At first glance, this was a typical Schedule 1 and Matrimonial Causes Act 1973 case involving a medium-length marriage, three children, and modest disclosed assets. But beneath the surface lurked a web of withheld financial information, dubious bank closures, and dubious claims about living off family largesse.

The judgment makes clear that non-disclosure is not tolerated simply because the pot is small. DDJ Evans explicitly rejected any suggestion that "big money" legal principles don’t apply to smaller cases. As he said: “I reject that in its entirety”.

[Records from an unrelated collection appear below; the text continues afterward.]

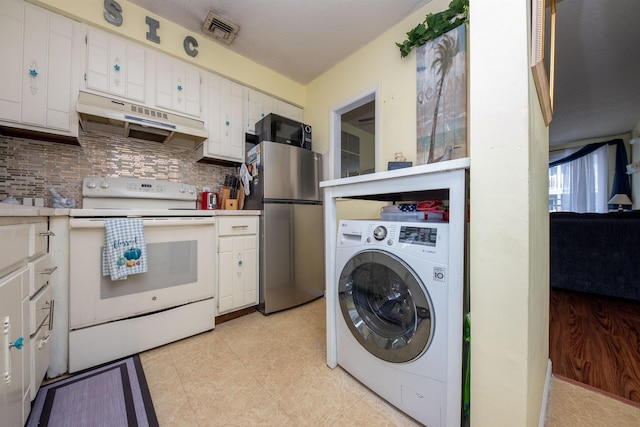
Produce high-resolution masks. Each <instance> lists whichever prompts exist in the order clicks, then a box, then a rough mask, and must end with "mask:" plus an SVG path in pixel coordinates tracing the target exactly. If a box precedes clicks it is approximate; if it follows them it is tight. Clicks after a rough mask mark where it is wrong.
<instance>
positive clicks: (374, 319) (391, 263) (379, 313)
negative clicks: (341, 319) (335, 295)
mask: <svg viewBox="0 0 640 427" xmlns="http://www.w3.org/2000/svg"><path fill="white" fill-rule="evenodd" d="M338 300H339V303H340V309H341V311H342V315H343V317H344V320H345V322H346V324H347V327H348V328H349V330H350V331H351V333H352V334H353V336H354V337H355V338H356V340H358V342H359V343H360V344H361V345H362V346H363V347H364V348H365V349H367V351H369V353H371V354H373V355H374V356H376V357H378V358H380V359H382V360H386V361H388V362H394V363H402V362H408V361H411V360H414V359H416V358H417V357H420V355H422V354H423V353H424V352H425V351H426V350H427V348H428V347H429V344H430V343H431V340H432V337H433V330H434V318H433V306H432V303H431V299H430V298H429V295H428V293H427V291H426V288H425V287H424V285H423V284H422V282H421V280H420V279H419V277H418V276H417V275H416V273H415V272H414V271H413V270H412V269H411V268H410V267H409V266H408V265H407V264H406V263H405V262H404V261H402V260H401V259H400V258H398V257H397V256H395V255H393V254H391V253H389V252H385V251H380V250H366V251H362V252H359V253H357V254H355V255H354V256H353V257H352V258H351V259H350V260H349V261H348V262H347V264H346V265H345V266H344V268H343V269H342V273H341V274H340V280H339V283H338Z"/></svg>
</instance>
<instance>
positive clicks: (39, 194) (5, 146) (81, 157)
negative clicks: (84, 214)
mask: <svg viewBox="0 0 640 427" xmlns="http://www.w3.org/2000/svg"><path fill="white" fill-rule="evenodd" d="M79 140H80V144H81V145H80V146H77V145H67V144H60V143H56V142H46V141H35V140H30V139H23V138H14V137H5V136H2V135H0V200H2V199H4V198H5V197H6V196H7V195H11V196H13V197H15V198H16V199H18V201H20V202H21V203H22V201H23V199H24V198H31V199H35V198H43V199H44V205H45V206H49V203H50V200H51V197H52V196H51V194H50V192H49V189H50V188H55V189H56V191H58V193H60V195H61V196H62V197H65V198H67V199H73V200H75V201H76V207H78V208H79V207H82V179H83V178H84V177H86V176H130V177H131V176H132V177H136V178H149V179H163V180H168V181H175V182H183V183H187V184H193V185H195V186H196V187H197V188H198V191H201V190H202V187H203V186H208V187H210V188H211V190H212V191H219V189H220V187H221V185H222V182H223V179H224V176H225V175H226V174H231V173H235V172H236V168H234V167H232V166H220V165H214V164H207V163H198V162H196V158H195V152H194V150H193V149H191V148H185V147H174V146H171V145H164V144H161V143H157V142H149V141H142V140H138V139H132V138H121V137H114V136H103V135H96V134H89V133H82V134H81V135H80V137H79Z"/></svg>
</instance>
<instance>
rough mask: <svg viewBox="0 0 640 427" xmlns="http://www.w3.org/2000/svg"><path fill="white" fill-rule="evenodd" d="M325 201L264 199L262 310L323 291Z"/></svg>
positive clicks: (262, 273)
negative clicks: (323, 217) (302, 201)
mask: <svg viewBox="0 0 640 427" xmlns="http://www.w3.org/2000/svg"><path fill="white" fill-rule="evenodd" d="M322 213H323V211H322V205H310V204H306V205H304V204H284V203H265V205H264V215H263V216H262V217H261V221H262V224H261V227H260V237H261V239H260V240H261V241H260V244H261V248H260V305H259V308H260V310H261V311H262V312H263V313H265V314H268V313H273V312H275V311H279V310H284V309H286V308H290V307H294V306H296V305H299V304H303V303H305V302H308V301H311V300H313V299H315V298H318V297H320V296H322V295H324V238H323V236H324V235H323V221H322Z"/></svg>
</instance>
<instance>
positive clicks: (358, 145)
mask: <svg viewBox="0 0 640 427" xmlns="http://www.w3.org/2000/svg"><path fill="white" fill-rule="evenodd" d="M379 112H380V102H379V86H378V85H376V86H375V87H372V88H369V89H366V90H364V91H363V92H361V93H359V94H356V95H354V96H353V97H351V98H349V99H347V100H345V101H344V102H343V103H341V104H339V105H337V106H336V107H334V108H333V109H332V110H331V113H330V114H331V118H330V123H329V126H330V138H331V139H330V142H329V153H328V157H329V174H330V179H337V178H345V177H349V176H354V175H361V174H363V173H373V172H376V171H379V170H380V168H379V159H380V141H379V140H380V137H379V135H380V132H379V128H380V114H379Z"/></svg>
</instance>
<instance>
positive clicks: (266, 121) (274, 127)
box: [255, 113, 311, 150]
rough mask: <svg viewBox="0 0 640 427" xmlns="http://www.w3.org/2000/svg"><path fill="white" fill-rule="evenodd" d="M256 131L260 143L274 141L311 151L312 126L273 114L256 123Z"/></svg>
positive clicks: (272, 141) (285, 117)
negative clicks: (311, 129)
mask: <svg viewBox="0 0 640 427" xmlns="http://www.w3.org/2000/svg"><path fill="white" fill-rule="evenodd" d="M255 130H256V137H257V138H258V143H260V142H262V141H272V142H279V143H281V144H290V145H295V146H298V147H302V148H306V149H307V150H311V126H309V125H305V124H304V123H300V122H298V121H296V120H293V119H288V118H286V117H282V116H279V115H277V114H273V113H271V114H267V115H266V116H265V117H263V118H262V119H260V121H258V122H257V123H256V128H255Z"/></svg>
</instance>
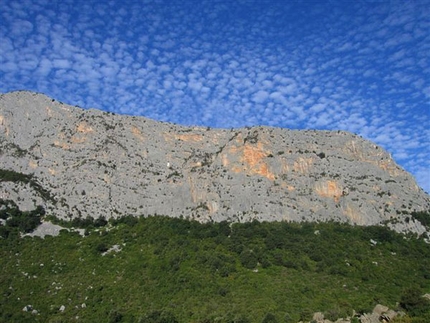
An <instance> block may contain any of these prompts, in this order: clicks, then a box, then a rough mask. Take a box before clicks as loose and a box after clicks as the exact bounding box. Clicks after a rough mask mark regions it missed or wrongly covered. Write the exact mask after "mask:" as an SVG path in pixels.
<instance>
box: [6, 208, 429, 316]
mask: <svg viewBox="0 0 430 323" xmlns="http://www.w3.org/2000/svg"><path fill="white" fill-rule="evenodd" d="M102 224H105V225H104V226H102ZM81 225H83V226H86V227H87V228H89V229H88V230H87V233H88V235H87V236H85V237H81V236H79V235H78V234H77V233H71V232H67V231H63V232H62V233H61V234H60V236H58V237H50V236H48V237H46V238H45V239H41V238H30V237H24V238H19V237H18V236H17V235H9V236H8V237H7V238H3V239H0V252H1V254H0V270H1V273H0V290H1V292H2V294H1V296H0V321H1V322H70V321H74V322H297V321H299V320H308V321H309V320H310V319H311V316H312V313H313V312H317V311H322V312H324V313H325V315H326V317H327V318H329V319H332V320H335V319H337V318H339V317H342V316H343V317H345V316H347V315H351V313H352V310H353V309H355V310H356V311H358V312H370V311H371V310H372V308H373V307H374V306H375V305H376V304H377V303H381V304H384V305H387V306H389V307H390V308H397V307H396V306H397V304H398V303H400V305H402V306H403V308H404V309H405V310H406V311H408V313H409V315H410V317H411V320H412V321H409V322H417V323H418V322H426V321H428V320H427V319H428V318H429V317H430V310H429V304H428V302H426V301H425V300H424V299H423V298H421V296H420V295H422V294H424V293H425V292H427V293H428V292H429V291H430V247H429V245H428V244H426V243H425V242H424V241H423V240H422V239H417V238H416V237H413V236H408V237H405V236H403V235H400V234H397V233H395V232H392V231H389V230H388V229H386V228H384V227H352V226H349V225H346V224H338V223H324V224H311V223H302V224H297V223H285V222H281V223H259V222H252V223H243V224H229V223H226V222H222V223H211V224H200V223H197V222H193V221H187V220H181V219H171V218H166V217H160V216H157V217H149V218H140V219H136V218H133V217H125V218H122V219H117V220H112V221H110V223H107V222H106V221H104V222H103V223H101V222H100V223H98V224H97V225H94V223H91V221H82V223H81ZM97 226H98V227H97ZM115 245H117V247H118V248H117V250H118V249H120V251H114V250H112V251H110V250H111V248H112V247H113V246H115ZM28 305H31V307H29V306H28ZM26 306H27V308H26V309H27V311H23V309H24V307H26ZM62 306H64V308H61V307H62ZM61 309H64V310H63V311H62V310H61ZM32 310H35V311H37V314H35V313H33V314H32ZM426 318H427V319H426ZM405 322H406V321H405Z"/></svg>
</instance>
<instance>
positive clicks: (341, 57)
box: [0, 0, 430, 192]
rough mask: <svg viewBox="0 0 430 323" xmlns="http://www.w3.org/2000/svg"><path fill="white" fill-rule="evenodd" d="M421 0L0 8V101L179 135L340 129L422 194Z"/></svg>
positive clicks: (333, 0) (428, 5)
mask: <svg viewBox="0 0 430 323" xmlns="http://www.w3.org/2000/svg"><path fill="white" fill-rule="evenodd" d="M429 17H430V1H429V0H401V1H400V0H181V1H179V0H170V1H168V0H142V1H137V0H136V1H128V0H122V1H119V0H111V1H96V0H86V1H73V0H62V1H51V0H3V1H0V92H3V93H4V92H8V91H12V90H23V89H25V90H33V91H37V92H43V93H45V94H47V95H49V96H51V97H53V98H55V99H58V100H60V101H63V102H65V103H68V104H71V105H79V106H81V107H84V108H90V107H92V108H98V109H103V110H107V111H111V112H116V113H121V114H128V115H141V116H146V117H149V118H153V119H156V120H161V121H169V122H174V123H178V124H182V125H202V126H210V127H221V128H232V127H242V126H253V125H268V126H275V127H283V128H291V129H328V130H338V129H341V130H347V131H351V132H354V133H357V134H359V135H361V136H363V137H364V138H366V139H370V140H372V141H374V142H376V143H377V144H379V145H381V146H383V147H384V148H385V149H387V150H388V151H389V152H390V153H392V156H393V158H394V159H395V160H396V162H397V163H399V164H400V165H401V166H402V167H403V168H405V169H406V170H407V171H409V172H411V173H412V174H413V175H414V176H415V177H416V179H417V180H418V183H419V184H420V185H421V186H422V187H423V188H424V189H425V190H426V191H427V192H430V18H429Z"/></svg>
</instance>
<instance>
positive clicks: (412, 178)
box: [0, 92, 430, 233]
mask: <svg viewBox="0 0 430 323" xmlns="http://www.w3.org/2000/svg"><path fill="white" fill-rule="evenodd" d="M0 149H1V152H0V169H6V170H12V171H15V172H19V173H23V174H27V175H32V177H31V183H33V185H31V183H30V182H28V181H27V182H25V181H2V182H0V198H3V199H12V200H14V201H15V202H16V203H17V204H18V205H19V206H20V207H21V208H23V209H26V208H27V209H31V208H34V206H35V205H38V204H41V205H44V206H45V208H46V209H47V212H48V213H52V214H55V215H57V216H59V217H62V218H72V217H86V216H88V215H90V216H92V217H95V218H97V217H100V216H104V217H106V218H110V217H118V216H120V215H125V214H132V215H154V214H163V215H168V216H172V217H184V218H193V219H197V220H199V221H222V220H229V221H252V220H254V219H257V220H260V221H282V220H288V221H302V220H308V221H327V220H335V221H347V222H350V223H354V224H359V225H372V224H379V223H382V222H384V221H391V223H392V224H391V225H392V226H394V227H395V229H396V230H397V231H403V230H406V231H414V232H418V233H422V232H423V231H424V230H425V229H424V227H423V226H421V224H420V223H419V222H416V221H413V220H412V221H406V217H407V214H406V213H408V212H411V211H414V210H416V211H421V210H428V209H430V197H429V195H428V194H426V193H425V192H424V191H423V190H422V189H420V188H419V187H418V186H417V184H416V182H415V180H414V179H413V177H412V176H411V175H410V174H409V173H407V172H405V171H404V170H403V169H401V168H400V167H399V166H398V165H397V164H396V163H395V162H394V161H393V159H392V158H391V156H390V155H389V154H388V153H387V152H386V151H384V150H383V149H381V148H380V147H378V146H376V145H375V144H373V143H372V142H369V141H366V140H364V139H362V138H360V137H358V136H356V135H354V134H351V133H347V132H342V131H336V132H334V131H293V130H287V129H279V128H269V127H252V128H242V129H209V128H201V127H192V128H189V127H182V126H178V125H174V124H168V123H161V122H156V121H153V120H150V119H146V118H143V117H132V116H122V115H115V114H110V113H107V112H102V111H98V110H91V109H90V110H83V109H81V108H78V107H72V106H69V105H66V104H63V103H61V102H58V101H55V100H54V99H51V98H48V97H47V96H45V95H42V94H36V93H31V92H12V93H8V94H4V95H1V96H0Z"/></svg>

  1. Adverse Inferences: A Judicial Tightrope

The judge found the husband to be evasive, inconsistent, and untruthful—particularly in claiming zero income and no bank accounts despite large inflows from service stations and a history of complex financial dealings.

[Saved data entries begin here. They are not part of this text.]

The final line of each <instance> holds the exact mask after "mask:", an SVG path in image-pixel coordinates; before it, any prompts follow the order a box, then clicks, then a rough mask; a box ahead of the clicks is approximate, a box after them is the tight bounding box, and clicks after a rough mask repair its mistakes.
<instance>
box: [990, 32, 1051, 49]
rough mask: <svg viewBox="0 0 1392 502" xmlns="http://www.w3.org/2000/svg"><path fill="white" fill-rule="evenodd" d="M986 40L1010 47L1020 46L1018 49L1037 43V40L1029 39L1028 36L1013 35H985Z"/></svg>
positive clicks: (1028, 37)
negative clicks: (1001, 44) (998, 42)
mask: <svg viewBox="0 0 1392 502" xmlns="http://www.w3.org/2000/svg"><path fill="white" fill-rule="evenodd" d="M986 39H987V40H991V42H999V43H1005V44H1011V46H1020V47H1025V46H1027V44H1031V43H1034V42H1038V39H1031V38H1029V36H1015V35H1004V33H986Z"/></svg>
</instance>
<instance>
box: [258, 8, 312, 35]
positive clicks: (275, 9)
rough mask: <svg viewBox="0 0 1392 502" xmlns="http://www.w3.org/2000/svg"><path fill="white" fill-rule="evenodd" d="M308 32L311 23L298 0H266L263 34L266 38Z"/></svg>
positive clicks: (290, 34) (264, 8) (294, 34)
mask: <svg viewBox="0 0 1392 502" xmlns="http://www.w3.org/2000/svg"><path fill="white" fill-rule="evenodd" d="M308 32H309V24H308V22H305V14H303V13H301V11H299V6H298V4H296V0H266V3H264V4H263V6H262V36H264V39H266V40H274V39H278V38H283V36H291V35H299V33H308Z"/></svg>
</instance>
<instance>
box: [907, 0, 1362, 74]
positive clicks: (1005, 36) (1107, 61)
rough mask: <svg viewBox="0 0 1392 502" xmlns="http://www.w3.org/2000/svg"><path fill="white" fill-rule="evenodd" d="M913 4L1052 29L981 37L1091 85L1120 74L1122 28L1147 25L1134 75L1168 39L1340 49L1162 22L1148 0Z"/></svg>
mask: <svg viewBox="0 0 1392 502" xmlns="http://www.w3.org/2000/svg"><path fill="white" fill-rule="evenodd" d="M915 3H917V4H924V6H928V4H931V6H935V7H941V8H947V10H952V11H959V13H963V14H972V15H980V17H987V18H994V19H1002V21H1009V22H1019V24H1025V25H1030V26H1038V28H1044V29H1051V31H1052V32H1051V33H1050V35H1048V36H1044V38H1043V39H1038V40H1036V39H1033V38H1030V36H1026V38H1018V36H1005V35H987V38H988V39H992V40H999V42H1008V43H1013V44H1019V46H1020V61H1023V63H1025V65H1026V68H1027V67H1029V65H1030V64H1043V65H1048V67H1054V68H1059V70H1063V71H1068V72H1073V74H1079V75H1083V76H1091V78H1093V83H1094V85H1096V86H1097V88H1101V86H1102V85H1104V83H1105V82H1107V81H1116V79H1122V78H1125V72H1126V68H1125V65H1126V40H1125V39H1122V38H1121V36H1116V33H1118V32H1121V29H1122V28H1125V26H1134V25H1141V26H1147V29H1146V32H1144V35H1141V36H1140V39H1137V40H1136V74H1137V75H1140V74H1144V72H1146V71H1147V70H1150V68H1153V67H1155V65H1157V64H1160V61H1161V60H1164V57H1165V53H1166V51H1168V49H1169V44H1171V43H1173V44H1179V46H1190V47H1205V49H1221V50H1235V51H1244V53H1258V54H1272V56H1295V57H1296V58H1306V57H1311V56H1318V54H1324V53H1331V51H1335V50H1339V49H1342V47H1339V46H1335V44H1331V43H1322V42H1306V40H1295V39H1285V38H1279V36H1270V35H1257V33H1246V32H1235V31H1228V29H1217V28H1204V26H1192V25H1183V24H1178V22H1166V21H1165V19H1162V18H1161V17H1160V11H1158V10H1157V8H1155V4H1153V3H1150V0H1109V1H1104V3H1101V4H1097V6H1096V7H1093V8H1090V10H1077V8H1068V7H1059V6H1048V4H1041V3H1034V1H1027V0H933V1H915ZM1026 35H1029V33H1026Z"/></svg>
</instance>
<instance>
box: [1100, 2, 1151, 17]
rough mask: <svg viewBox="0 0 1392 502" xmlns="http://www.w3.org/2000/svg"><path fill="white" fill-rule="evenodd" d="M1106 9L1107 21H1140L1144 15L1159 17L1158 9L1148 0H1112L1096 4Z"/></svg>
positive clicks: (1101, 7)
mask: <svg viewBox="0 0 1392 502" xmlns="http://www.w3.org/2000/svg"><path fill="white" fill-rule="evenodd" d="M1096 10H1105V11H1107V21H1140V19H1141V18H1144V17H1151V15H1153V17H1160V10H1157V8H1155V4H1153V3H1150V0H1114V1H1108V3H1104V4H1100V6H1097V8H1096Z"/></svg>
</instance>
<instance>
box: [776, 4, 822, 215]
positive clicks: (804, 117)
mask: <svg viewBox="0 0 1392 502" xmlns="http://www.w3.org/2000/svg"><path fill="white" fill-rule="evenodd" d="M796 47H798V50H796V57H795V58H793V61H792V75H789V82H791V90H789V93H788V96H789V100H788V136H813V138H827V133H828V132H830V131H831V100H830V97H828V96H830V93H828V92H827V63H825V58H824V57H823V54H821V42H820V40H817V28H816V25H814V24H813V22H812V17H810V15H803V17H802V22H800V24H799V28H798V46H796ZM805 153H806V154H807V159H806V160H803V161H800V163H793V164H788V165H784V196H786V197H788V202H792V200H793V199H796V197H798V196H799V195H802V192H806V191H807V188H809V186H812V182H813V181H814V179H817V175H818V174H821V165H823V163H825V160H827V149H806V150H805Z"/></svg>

Applying the well-established principles from NG v SG [2011] EWHC 3270 (Fam) and Moher v Moher [2020] EWCA Civ 467, the court made robust findings and drew adverse inferences, awarding lump sums based not just on what was disclosed, but what clearly wasn’t.

Key point: even where precise quantification isn’t possible, courts may infer the existence of undisclosed assets or earning capacity if the evidence supports it.

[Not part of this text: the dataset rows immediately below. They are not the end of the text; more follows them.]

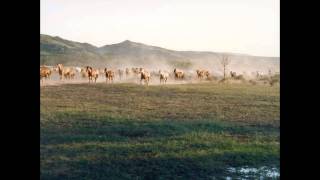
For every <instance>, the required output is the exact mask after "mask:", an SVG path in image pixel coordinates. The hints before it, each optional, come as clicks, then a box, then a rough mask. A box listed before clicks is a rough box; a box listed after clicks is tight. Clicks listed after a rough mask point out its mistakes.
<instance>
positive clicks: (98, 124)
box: [40, 83, 280, 179]
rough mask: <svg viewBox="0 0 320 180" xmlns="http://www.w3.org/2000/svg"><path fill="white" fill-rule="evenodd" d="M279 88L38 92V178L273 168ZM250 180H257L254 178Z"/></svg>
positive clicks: (137, 87) (198, 84)
mask: <svg viewBox="0 0 320 180" xmlns="http://www.w3.org/2000/svg"><path fill="white" fill-rule="evenodd" d="M279 106H280V103H279V86H275V87H270V86H260V85H257V86H252V85H244V84H232V85H231V84H229V85H228V84H186V85H167V86H149V87H144V86H138V85H134V84H113V85H106V84H104V83H102V84H96V85H88V84H77V85H75V84H74V85H71V84H69V85H61V86H46V87H41V120H40V131H41V138H40V153H41V156H40V158H41V161H40V162H41V169H40V171H41V174H40V177H41V179H212V178H213V177H217V178H218V177H226V176H229V177H236V176H240V175H239V174H238V175H237V174H232V173H230V172H229V171H227V169H228V167H241V166H250V167H260V166H268V167H277V168H279V150H280V147H279V127H280V123H279V122H280V121H279V120H280V112H279V111H280V109H279ZM253 179H256V178H253Z"/></svg>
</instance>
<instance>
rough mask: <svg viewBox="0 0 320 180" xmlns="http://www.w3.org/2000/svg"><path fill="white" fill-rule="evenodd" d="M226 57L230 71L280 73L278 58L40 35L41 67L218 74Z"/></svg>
mask: <svg viewBox="0 0 320 180" xmlns="http://www.w3.org/2000/svg"><path fill="white" fill-rule="evenodd" d="M222 54H228V56H229V57H230V59H231V63H230V66H229V68H230V69H232V70H234V71H267V70H268V69H272V70H274V71H279V69H280V68H279V66H280V65H279V64H280V58H279V57H261V56H250V55H246V54H236V53H216V52H205V51H174V50H169V49H165V48H161V47H156V46H150V45H146V44H142V43H138V42H132V41H130V40H125V41H123V42H120V43H117V44H110V45H105V46H102V47H96V46H93V45H91V44H88V43H79V42H75V41H69V40H65V39H63V38H60V37H58V36H55V37H53V36H49V35H44V34H40V64H46V65H55V64H57V63H63V64H65V65H76V66H85V65H92V66H99V67H100V66H101V67H105V66H120V67H125V66H145V67H155V68H164V67H170V68H172V67H178V68H207V69H212V70H215V71H217V72H221V65H220V64H219V59H220V56H221V55H222Z"/></svg>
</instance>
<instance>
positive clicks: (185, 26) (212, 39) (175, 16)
mask: <svg viewBox="0 0 320 180" xmlns="http://www.w3.org/2000/svg"><path fill="white" fill-rule="evenodd" d="M279 6H280V5H279V0H41V34H48V35H53V36H60V37H62V38H65V39H68V40H73V41H79V42H88V43H90V44H93V45H95V46H102V45H106V44H114V43H119V42H122V41H124V40H127V39H128V40H131V41H135V42H141V43H145V44H149V45H154V46H160V47H164V48H168V49H173V50H195V51H216V52H234V53H244V54H251V55H259V56H277V57H279V50H280V10H279Z"/></svg>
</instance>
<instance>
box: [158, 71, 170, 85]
mask: <svg viewBox="0 0 320 180" xmlns="http://www.w3.org/2000/svg"><path fill="white" fill-rule="evenodd" d="M159 74H160V84H161V83H162V82H163V83H164V84H166V83H167V80H168V78H169V73H168V72H166V71H161V70H159Z"/></svg>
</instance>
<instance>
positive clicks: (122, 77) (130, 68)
mask: <svg viewBox="0 0 320 180" xmlns="http://www.w3.org/2000/svg"><path fill="white" fill-rule="evenodd" d="M52 72H58V74H59V76H60V80H63V79H65V80H68V79H74V78H75V76H76V74H79V75H80V76H81V77H82V78H87V79H88V80H89V83H91V82H95V83H96V81H97V79H98V78H99V77H105V78H106V82H107V83H113V81H114V79H115V77H116V75H117V77H118V78H119V80H122V79H123V78H128V77H134V76H135V77H138V78H139V80H140V84H142V83H143V82H144V84H146V85H148V84H149V82H150V79H151V77H158V78H159V80H160V84H166V83H167V81H168V79H169V77H173V79H174V80H183V79H185V78H186V72H184V71H183V70H182V69H177V68H175V69H174V70H173V71H172V72H171V73H170V72H168V71H166V70H159V71H158V72H156V71H151V72H149V71H148V70H146V69H145V68H141V67H140V68H137V67H132V68H125V69H117V70H114V69H108V68H104V69H98V68H93V67H91V66H86V67H83V68H80V67H65V66H63V65H62V64H57V65H56V66H53V67H49V66H40V80H41V82H43V79H50V76H51V74H52ZM256 76H257V77H259V78H261V77H262V75H261V74H260V73H259V72H257V75H256ZM230 77H231V79H235V80H243V79H244V77H243V75H237V74H236V72H232V71H230ZM196 78H197V79H198V80H203V79H209V78H210V72H209V71H208V70H205V69H197V70H196Z"/></svg>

  1. Remote Evidence from Abroad: The Pakistan Dilemma

A standout issue in this case was the husband's application to give evidence remotely from Pakistan. This posed unique challenges, as Pakistan is not a signatory to the 1970 Hague Evidence Convention, and the UK has no standing arrangement for taking evidence from Pakistan via video link.

Despite conflicting guidance—from the Family Procedure Rules, PD22A, and the Foreign, Commonwealth & Development Office—the judge allowed remote evidence, relying on practical considerations and leadership guidance. However, he later regretted this, as the connection was unstable, and proceedings were frequently disrupted.

Practice tip: Counsel and parties must plan early when witnesses are abroad, especially outside Hague Convention countries. Seek official permissions, use Annex 3 of PD22A, and liaise with the Foreign Office well in advance.

  1. Court Orders Must Mean Something

Multiple disclosure orders were made. The husband ignored most of them. Bank accounts were allegedly closed “by the banks” just before disclosure deadlines. Key documents were missing until penal notices were issued.

The judgment is a sobering reminder that failure to comply with disclosure can be more costly than disclosure itself. Judges may—and should—fill in the gaps with common sense and robust inference.

  1. When Modest Meets Complex

This case underscores a central truth in family litigation: complexity does not correlate with asset value. Even where the finances are modest, gamesmanship, non-cooperation, and international entanglements can make for highly technical, demanding litigation.

Final Thought

PZ v ZD may not involve millions, but it showcases the full weight of the court’s powers when faced with persistent non-disclosure and cross-jurisdictional complications. It’s a cautionary tale for parties who believe that living overseas, pleading poverty, or closing bank accounts will shield them from judicial scrutiny.

For family lawyers, it’s a timely reminder that careful preparation, technical awareness (particularly around remote evidence and disclosure), and a firm hand on procedure are essential—even in “small” cases.